In Kadi’s experience, as long as a child can make it across the pool, then he can work with them. As a result, he’s coached more than 200 young people during his tenure and observed several going on to succeed in the high school program.

He referenced Henry Garvin, a recent graduate from Seaside High School who helped the 200-yard freestyle relay team win a state championship. Overall, the boys team — which included several former Seaside swim team members — took third at state in the spring.

A positive outlet

The pandemic has caused some logistical challenges for the swim team, primarily by shortening the length of time team members can be in the facility for training and the number of kids who can be onsite simultaneously.

During the early stages of the pandemic, they only had two athletes training at once — using either side of the pool — and they’ve had to occasionally close down for two- or three-week periods.

However, the pandemic hasn’t stifled enthusiasm. If anything, it’s kept children engaged in a positive environment.

“Because of COVID, kids needed an outlet, and swimming was one they could do, and they could do safely,” Kadi said, adding “the numbers are growing quickly.”

Despite the volume and training time limitations, Kadi has maintained the same coaching philosophy, with an emphasis on fundamentals.

The 45 minutes kids can be in the facility is enough time to focus on refining strokes, starts, turns and finishes and improving balance in the water.

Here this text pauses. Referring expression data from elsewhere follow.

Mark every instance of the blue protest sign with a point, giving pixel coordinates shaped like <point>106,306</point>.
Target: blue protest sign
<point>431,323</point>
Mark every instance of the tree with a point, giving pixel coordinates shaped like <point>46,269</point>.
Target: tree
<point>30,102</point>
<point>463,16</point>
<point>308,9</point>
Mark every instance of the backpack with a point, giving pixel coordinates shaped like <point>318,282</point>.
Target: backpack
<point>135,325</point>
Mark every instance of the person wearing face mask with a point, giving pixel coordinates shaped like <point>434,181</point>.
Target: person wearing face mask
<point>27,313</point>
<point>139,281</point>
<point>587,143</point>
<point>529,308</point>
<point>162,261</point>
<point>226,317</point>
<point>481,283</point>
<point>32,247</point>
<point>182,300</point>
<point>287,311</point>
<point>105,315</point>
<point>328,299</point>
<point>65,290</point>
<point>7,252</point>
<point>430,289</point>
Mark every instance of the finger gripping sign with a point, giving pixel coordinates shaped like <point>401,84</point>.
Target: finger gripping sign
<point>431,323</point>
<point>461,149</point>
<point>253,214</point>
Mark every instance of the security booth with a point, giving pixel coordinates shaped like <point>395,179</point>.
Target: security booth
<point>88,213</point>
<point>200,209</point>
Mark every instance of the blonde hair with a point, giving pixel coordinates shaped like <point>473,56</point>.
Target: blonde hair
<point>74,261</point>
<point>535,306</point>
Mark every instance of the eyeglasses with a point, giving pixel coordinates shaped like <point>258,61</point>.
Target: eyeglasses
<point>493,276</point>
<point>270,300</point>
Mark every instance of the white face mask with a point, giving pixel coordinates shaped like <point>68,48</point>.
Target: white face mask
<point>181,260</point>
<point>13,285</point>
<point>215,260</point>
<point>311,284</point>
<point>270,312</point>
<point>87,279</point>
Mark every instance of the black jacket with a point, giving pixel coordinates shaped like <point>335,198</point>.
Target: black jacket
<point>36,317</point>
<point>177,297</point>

“We can slow it all down and put it together when the training hours increase,” Kadi said.

He is also used to children flowing in and out of the program when they want to try other sports or activities. Swimming remains a consistent opportunity that also carries lifelong potential.

“It teaches you to really start something and finish something,” he said. Additionally, “it’s good for you, it’s therapeutic, it’s mindful. This is something you can do when you’re 50, 60, 70.”

Passing on his love of swimming to young people in the community has been rewarding for Kadi as well.

“You want to do right by these kids and put them on the proper path for a good life,” he said.